Wednesday, April 23, 2008

trusting individuals to make good choices

I found an interesting observation by a conservative blog that I just stumbled upon, which reinforces my opinion that conservatives and libs are inconsistent with their policies.

"Progressives who support the right to a person making unfettered choices in sexual partners don't trust people to make their own choice on seat belt use. Progressives who support the right of fifteen year old girls to make decisions about abortion without parental notification do not trust these same girls later in life to make their own investment choices with their Social Security funds. "

Clearly, neither group can say they believe firmly in an individual's right to choose (including with reasonable qualifiers to control negative externalities).

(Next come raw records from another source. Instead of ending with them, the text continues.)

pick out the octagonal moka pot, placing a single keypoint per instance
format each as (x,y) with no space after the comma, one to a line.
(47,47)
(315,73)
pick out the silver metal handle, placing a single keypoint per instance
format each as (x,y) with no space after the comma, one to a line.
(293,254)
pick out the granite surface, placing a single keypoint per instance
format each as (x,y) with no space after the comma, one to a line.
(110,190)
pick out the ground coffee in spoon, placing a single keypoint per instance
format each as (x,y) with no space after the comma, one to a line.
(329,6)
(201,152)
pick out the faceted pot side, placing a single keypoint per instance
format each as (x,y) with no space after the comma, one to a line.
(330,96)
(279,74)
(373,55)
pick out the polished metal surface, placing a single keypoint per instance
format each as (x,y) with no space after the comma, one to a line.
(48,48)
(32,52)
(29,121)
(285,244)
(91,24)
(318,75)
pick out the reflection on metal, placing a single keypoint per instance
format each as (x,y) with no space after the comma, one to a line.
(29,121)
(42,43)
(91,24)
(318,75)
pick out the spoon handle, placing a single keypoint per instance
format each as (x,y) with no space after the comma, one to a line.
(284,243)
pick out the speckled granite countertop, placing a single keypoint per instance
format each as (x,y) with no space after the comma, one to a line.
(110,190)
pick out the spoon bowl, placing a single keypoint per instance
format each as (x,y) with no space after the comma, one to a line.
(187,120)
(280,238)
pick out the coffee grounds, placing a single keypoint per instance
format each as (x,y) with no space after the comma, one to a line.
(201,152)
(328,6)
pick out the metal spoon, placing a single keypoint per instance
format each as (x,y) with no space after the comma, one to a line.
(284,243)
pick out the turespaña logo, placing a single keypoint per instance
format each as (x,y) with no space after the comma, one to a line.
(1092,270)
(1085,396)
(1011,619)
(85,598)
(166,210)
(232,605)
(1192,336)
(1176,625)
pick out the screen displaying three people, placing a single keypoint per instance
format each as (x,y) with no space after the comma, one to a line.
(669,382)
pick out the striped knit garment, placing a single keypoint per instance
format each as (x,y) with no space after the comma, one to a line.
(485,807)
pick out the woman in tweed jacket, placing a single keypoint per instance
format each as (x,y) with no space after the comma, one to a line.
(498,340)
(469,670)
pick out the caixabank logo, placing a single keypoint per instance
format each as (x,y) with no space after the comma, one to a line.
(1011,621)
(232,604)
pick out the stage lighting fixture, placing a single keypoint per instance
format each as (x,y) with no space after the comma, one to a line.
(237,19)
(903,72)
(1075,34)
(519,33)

Each group's respect for individual liberty is conditional with their approval of the individuals' possible choices. Each group embraces paternalism, and applies it based on their objection to individual choices.

An example on the macro level is the United States applauds democracy ... unless it yields an unfriendly government.

In my opinion, the challenge is to create an objective process, or framework to decide when it's proper to infringe on individual liberty -- rather than simply ad-hoc moral judgments of the ways people use that liberty.

An example of such a test is the let-individuals-do-what-they-want-unless-it-impedes-on-other's-liberty. In a simple characterization of this world, killing yourself with drugs is OK, killing someone else -- not okay.